Quando un genitore sopravvive a un figlio è una sciagura. Alcide Cervi è sopravvissuto ai suoi figli. Ed erano sette. La storia l conosce come i sette fratelli Cervi, protagonisti e vittime di una delle più efferate stragi fasciste che nel dicembre del '43 vide appunto lo sterminio di questa famiglia di contadini emiliani colpevole di aver saputo e voluto vedere forse più in là delle prospettive politiche generali. Colpevole di aver creduto nella possibilità del progresso e della modernità, anche e soprattutto, applicata alle tecniche per la coltivazione della terra.
La parabola dei fratelli Cervi tramonta proprio alla fine di un anno funesto, al colmo di un periodo di grande sofferenze per l'Italia dopo la caduta del fascismo e i primi focolai della Resistenza. È proprio l'adesione a questo movimento a mettere i fratelli Cervi nel mirino, a far individuare in loro il simbolo e l'emblema di una contestazione, insopportabile agli occhi di un regime che sta vacillando ma non rinuncia a difendere le proprie certezze contro chi prende le armi in nome della difesa dalle ingiustizie sociali e della crociata a favore di chi vive il travaglio dell'emarginazione. I fratelli Cervi pagano la loro indomita volontà di reazione e forse anche le colpe di altri, ma qualunque sia il caso o la chiave di lettura, il loro sterminio ha lasciato nei cuori della storia condivisa degli italiani una ferita profondissima.
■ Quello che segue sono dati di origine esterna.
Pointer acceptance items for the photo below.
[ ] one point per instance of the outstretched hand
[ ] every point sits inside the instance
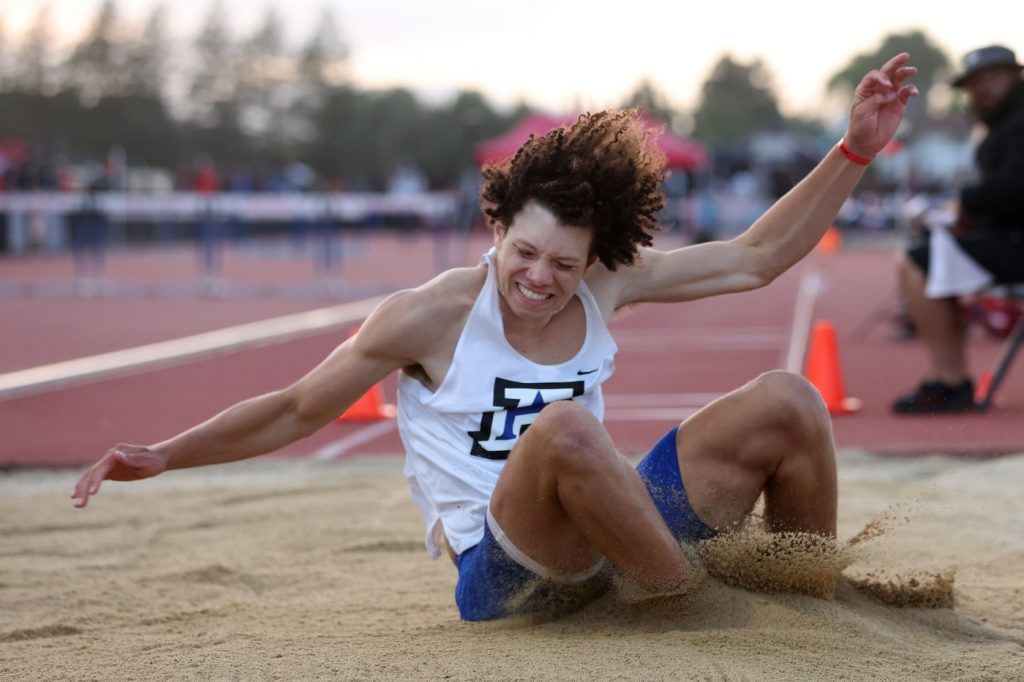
(123, 462)
(879, 104)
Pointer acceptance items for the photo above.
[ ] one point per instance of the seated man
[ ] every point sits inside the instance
(990, 229)
(521, 340)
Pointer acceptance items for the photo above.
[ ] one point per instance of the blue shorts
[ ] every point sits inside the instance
(497, 580)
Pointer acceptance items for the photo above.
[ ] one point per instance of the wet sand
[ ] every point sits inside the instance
(283, 569)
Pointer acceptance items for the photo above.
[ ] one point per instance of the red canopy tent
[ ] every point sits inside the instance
(680, 153)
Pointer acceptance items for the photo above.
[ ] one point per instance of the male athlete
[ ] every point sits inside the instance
(522, 340)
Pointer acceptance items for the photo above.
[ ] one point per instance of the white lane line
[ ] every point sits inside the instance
(337, 449)
(658, 399)
(810, 286)
(163, 353)
(753, 338)
(648, 414)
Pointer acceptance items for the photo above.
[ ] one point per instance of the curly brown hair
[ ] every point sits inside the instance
(603, 172)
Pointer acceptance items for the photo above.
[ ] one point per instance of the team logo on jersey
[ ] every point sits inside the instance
(518, 405)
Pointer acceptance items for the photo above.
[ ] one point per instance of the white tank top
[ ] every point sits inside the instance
(458, 437)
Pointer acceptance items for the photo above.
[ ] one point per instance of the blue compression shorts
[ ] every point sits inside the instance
(497, 580)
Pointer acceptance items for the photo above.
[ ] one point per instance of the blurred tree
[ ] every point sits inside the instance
(94, 68)
(324, 60)
(32, 70)
(322, 66)
(262, 70)
(3, 57)
(932, 62)
(145, 61)
(736, 99)
(213, 83)
(647, 97)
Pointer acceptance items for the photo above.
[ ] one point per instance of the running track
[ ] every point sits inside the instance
(673, 358)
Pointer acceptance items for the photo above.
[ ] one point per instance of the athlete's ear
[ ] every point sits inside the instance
(500, 231)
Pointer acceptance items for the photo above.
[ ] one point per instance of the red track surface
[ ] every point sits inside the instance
(673, 357)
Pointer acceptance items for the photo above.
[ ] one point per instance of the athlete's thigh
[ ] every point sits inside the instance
(728, 450)
(525, 502)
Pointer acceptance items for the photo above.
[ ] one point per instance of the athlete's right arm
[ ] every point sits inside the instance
(393, 336)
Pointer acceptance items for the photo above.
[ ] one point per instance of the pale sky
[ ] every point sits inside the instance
(563, 53)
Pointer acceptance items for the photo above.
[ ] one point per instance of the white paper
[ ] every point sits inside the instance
(950, 270)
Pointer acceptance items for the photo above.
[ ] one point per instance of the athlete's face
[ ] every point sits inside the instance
(540, 262)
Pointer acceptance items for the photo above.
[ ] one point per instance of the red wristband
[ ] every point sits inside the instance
(860, 161)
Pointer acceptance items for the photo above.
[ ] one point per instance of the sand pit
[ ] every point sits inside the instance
(274, 569)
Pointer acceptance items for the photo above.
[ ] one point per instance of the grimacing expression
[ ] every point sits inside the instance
(540, 262)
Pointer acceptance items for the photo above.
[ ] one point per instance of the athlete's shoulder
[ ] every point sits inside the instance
(412, 323)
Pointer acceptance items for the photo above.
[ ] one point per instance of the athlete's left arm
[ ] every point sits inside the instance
(794, 224)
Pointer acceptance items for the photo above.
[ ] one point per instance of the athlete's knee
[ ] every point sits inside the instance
(569, 435)
(795, 406)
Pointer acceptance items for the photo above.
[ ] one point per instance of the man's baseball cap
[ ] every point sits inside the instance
(985, 57)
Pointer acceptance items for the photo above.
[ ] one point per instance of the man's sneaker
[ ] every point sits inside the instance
(934, 397)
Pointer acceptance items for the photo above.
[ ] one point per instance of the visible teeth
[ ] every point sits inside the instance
(534, 296)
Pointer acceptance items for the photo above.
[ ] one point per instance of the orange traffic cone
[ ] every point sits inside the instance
(830, 242)
(371, 405)
(369, 408)
(823, 370)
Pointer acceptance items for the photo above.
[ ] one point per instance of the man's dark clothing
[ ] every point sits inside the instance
(995, 203)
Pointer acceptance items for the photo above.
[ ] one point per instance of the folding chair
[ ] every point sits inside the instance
(990, 380)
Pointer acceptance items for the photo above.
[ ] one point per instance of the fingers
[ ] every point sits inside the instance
(906, 92)
(88, 484)
(890, 68)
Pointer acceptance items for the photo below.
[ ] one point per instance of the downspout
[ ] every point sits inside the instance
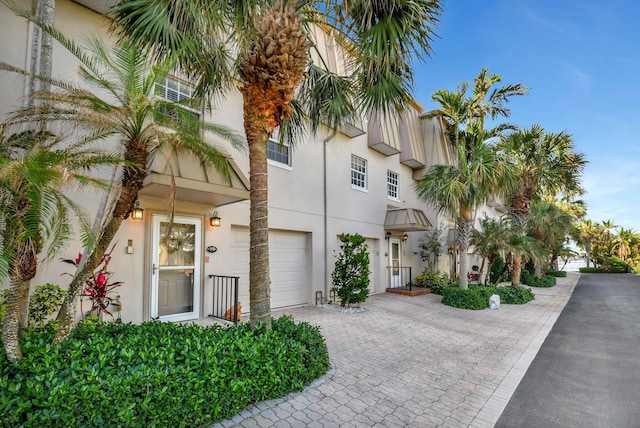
(325, 216)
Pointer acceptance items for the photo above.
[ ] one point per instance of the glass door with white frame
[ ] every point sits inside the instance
(395, 260)
(176, 265)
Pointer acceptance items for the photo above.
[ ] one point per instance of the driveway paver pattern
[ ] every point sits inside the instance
(413, 362)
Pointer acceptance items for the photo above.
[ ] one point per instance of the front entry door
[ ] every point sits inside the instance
(396, 262)
(176, 265)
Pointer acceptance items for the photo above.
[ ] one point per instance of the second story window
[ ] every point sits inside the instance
(279, 152)
(392, 185)
(175, 91)
(358, 172)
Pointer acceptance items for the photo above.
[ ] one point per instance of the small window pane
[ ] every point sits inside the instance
(358, 172)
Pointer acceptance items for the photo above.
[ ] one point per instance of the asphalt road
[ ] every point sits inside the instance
(587, 372)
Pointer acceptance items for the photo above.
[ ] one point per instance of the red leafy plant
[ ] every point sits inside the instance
(98, 288)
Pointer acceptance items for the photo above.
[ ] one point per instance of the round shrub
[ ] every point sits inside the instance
(475, 297)
(514, 294)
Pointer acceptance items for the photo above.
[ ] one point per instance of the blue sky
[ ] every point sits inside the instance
(581, 62)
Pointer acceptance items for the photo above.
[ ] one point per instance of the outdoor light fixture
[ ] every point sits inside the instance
(137, 213)
(214, 220)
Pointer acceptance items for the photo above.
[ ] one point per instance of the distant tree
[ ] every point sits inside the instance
(432, 245)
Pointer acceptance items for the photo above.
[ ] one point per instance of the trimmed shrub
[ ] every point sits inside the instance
(156, 374)
(545, 281)
(591, 270)
(615, 265)
(350, 276)
(475, 297)
(556, 273)
(435, 280)
(496, 271)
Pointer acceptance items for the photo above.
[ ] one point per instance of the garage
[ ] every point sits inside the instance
(287, 262)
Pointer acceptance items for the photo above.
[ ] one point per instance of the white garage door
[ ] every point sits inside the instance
(287, 263)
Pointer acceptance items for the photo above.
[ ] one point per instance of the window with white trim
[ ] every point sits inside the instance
(358, 172)
(393, 191)
(175, 91)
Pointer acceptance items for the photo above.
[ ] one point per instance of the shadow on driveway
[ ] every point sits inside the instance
(587, 373)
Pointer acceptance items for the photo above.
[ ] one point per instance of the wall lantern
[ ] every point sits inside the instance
(214, 220)
(137, 213)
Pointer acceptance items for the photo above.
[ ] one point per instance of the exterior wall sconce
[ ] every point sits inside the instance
(137, 213)
(214, 220)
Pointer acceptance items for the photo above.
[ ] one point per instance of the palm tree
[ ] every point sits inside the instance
(36, 215)
(550, 226)
(122, 104)
(624, 242)
(489, 241)
(521, 246)
(547, 165)
(459, 189)
(267, 50)
(478, 172)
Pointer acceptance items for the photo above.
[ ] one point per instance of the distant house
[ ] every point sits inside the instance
(361, 181)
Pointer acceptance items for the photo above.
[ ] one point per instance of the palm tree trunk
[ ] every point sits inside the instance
(131, 183)
(23, 270)
(517, 267)
(18, 292)
(281, 49)
(464, 230)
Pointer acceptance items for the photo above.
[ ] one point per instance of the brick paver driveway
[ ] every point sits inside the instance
(413, 362)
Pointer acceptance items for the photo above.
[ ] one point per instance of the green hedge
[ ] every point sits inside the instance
(556, 273)
(477, 296)
(544, 281)
(156, 374)
(591, 270)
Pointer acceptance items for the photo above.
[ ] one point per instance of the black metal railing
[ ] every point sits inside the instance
(399, 277)
(225, 298)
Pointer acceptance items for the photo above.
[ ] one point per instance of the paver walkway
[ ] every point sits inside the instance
(413, 362)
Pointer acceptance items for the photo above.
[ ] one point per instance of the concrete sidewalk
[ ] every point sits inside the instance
(413, 362)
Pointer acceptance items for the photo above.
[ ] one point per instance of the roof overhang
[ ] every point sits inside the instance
(209, 188)
(407, 220)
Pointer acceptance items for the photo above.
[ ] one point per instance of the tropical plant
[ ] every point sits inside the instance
(550, 226)
(432, 245)
(119, 99)
(488, 241)
(351, 273)
(268, 49)
(35, 213)
(459, 189)
(547, 165)
(478, 172)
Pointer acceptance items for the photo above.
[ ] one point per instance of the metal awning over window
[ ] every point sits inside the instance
(407, 220)
(194, 182)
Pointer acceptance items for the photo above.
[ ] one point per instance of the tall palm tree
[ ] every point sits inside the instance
(624, 242)
(36, 215)
(118, 99)
(488, 241)
(478, 172)
(586, 230)
(550, 226)
(265, 49)
(547, 165)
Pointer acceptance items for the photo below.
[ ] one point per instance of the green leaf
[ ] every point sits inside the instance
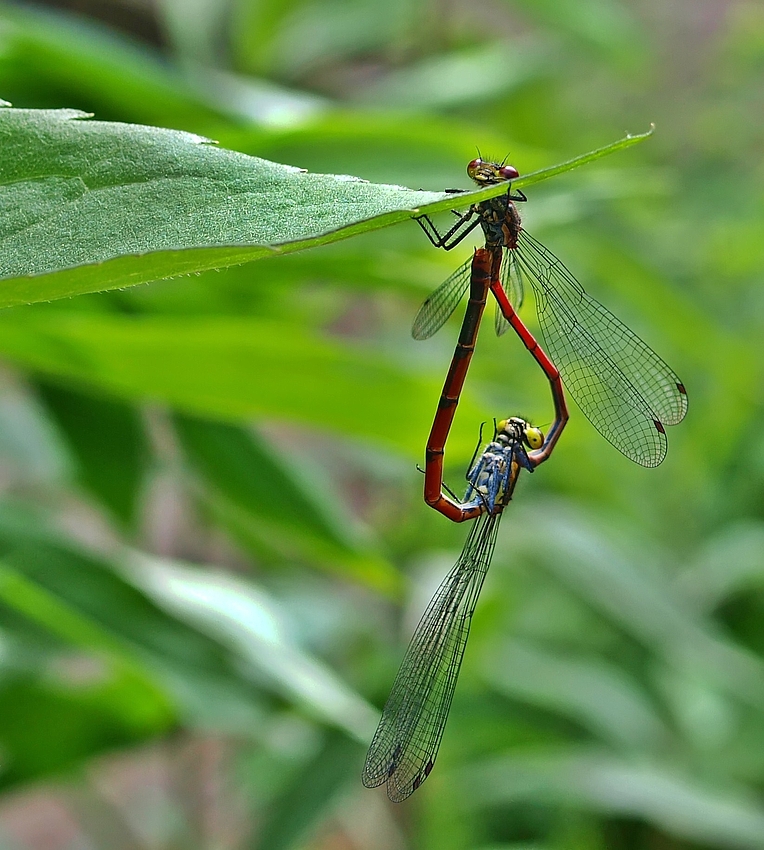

«I miei sette figli» (Einaudi, pp. 110, 11 euro) è la rievocazione di quella tragedia a una dozzina d'anni di distanza, e il racconto scritto dal padre che, quei sette figli, li vide cadere sotto i propri occhi. Il libro, uscito per a prima volta nel 1955, fu tradotto in moltissime lingue e venduto a migliaia di copie diventando un testo importante per la storia della Resistenza.